Bachelor Sean Lowe offered Peta Murgatroyd a Mirrorball engagement ring right before commercial, so you know things are getting serious in the “DWTS” glitterverse. And Sean really treated his runaway groom tango with the severity of a heart attack. You’ve got to give the guy credit for trying so hard, but frankly, I’m still haunted by the sight of those gleaming white striped tube socks paired with black dancing shoes during rehearsals. And also Peta’s big sponge of a quasi bridal skirt. Bruno said Sean “started extremely well” but then he lost his footwork. “You really have to concentrate and sustain your dance,” the judge said. Carrie Ann agreed: “Now you’re back to inconsistency and lost the music again.” Len said it was a dance only a mother could love. “It wasn’t a great dance,” the head judge said. “It was a little bit ugly.” So were the scores: a lowly 21.

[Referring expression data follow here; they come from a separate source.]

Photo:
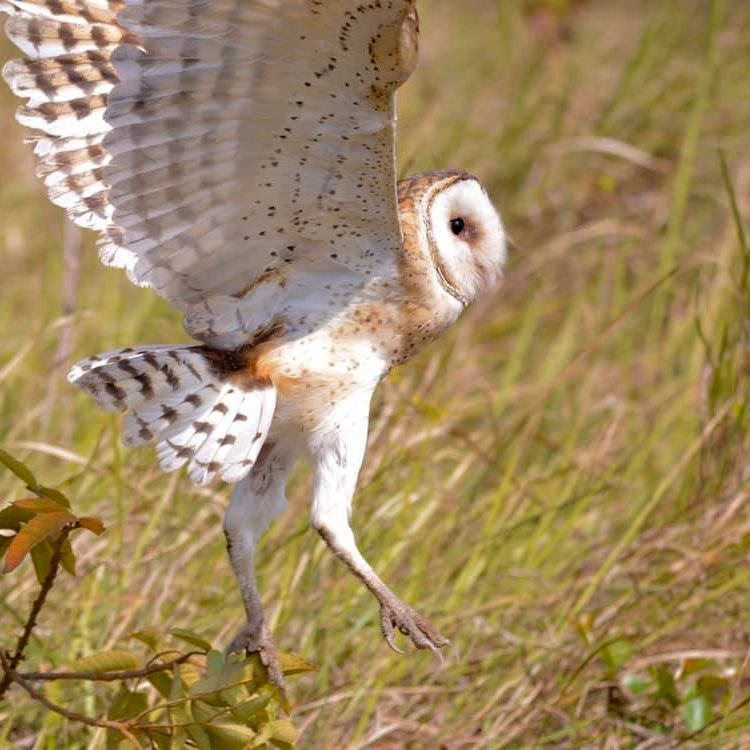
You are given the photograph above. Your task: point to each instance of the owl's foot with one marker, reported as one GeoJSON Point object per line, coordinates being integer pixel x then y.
{"type": "Point", "coordinates": [396, 615]}
{"type": "Point", "coordinates": [253, 639]}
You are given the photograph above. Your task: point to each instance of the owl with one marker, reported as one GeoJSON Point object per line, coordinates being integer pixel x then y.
{"type": "Point", "coordinates": [237, 157]}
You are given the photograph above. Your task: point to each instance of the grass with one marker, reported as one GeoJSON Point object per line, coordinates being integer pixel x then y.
{"type": "Point", "coordinates": [561, 483]}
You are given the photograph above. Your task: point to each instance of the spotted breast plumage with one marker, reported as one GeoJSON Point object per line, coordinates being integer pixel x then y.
{"type": "Point", "coordinates": [237, 157]}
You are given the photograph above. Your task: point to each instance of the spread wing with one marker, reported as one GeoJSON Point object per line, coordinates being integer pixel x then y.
{"type": "Point", "coordinates": [215, 143]}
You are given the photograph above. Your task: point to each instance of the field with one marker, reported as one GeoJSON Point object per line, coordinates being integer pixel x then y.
{"type": "Point", "coordinates": [561, 484]}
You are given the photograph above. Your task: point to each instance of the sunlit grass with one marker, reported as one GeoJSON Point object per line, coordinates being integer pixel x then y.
{"type": "Point", "coordinates": [565, 470]}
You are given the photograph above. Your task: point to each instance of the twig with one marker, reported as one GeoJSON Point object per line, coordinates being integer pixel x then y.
{"type": "Point", "coordinates": [117, 726]}
{"type": "Point", "coordinates": [23, 641]}
{"type": "Point", "coordinates": [108, 676]}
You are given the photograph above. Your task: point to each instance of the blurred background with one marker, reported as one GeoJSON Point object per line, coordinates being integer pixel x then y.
{"type": "Point", "coordinates": [560, 484]}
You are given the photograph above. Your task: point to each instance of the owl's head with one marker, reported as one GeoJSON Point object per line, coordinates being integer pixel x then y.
{"type": "Point", "coordinates": [460, 229]}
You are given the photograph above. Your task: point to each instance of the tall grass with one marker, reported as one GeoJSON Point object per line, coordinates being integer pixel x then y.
{"type": "Point", "coordinates": [561, 483]}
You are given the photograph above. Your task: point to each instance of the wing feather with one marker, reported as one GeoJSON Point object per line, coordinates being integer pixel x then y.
{"type": "Point", "coordinates": [215, 143]}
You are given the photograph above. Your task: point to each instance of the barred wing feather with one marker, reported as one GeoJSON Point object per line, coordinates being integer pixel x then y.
{"type": "Point", "coordinates": [216, 143]}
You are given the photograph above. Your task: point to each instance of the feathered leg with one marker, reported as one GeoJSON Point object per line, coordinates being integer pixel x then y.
{"type": "Point", "coordinates": [338, 455]}
{"type": "Point", "coordinates": [256, 501]}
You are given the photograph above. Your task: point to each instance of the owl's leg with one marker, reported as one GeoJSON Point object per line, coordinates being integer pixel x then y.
{"type": "Point", "coordinates": [256, 501]}
{"type": "Point", "coordinates": [338, 458]}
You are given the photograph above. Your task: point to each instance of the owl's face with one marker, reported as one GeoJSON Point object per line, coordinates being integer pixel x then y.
{"type": "Point", "coordinates": [465, 236]}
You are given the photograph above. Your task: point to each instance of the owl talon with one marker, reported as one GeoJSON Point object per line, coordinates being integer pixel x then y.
{"type": "Point", "coordinates": [252, 640]}
{"type": "Point", "coordinates": [395, 615]}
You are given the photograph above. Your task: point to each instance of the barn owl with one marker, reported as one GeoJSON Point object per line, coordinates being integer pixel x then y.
{"type": "Point", "coordinates": [237, 157]}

Sean and Peta were joined by Sharna Burgess for their Jazz routine, which focused on a magician dancer and his two sexy, sleight-of-hand assistants. Bruno said the routine had “plenty of magic with a little bit of tragic. … I wish I didn’t watch your feet.” Carrie Ann agreed with Bruno. “You got out of sync a few too many times,” she said, though she commended Sean on “an ambitious routine.” Len said this one was like the first routine: “Attack came in and style went out.” Sean said it was so hard to do what he does, “especially with how Caucasian I am,” he said. “We’re consistent if nothing else.” Total: 42.
Which means that Ingo and Kym will probably face the bottom two again alongside Sean and Peta. Which blond hunk are you rooting to stay in the competition? Did you think Kellie and Derek's low 7 score was unnecessarily cranky, even for Len?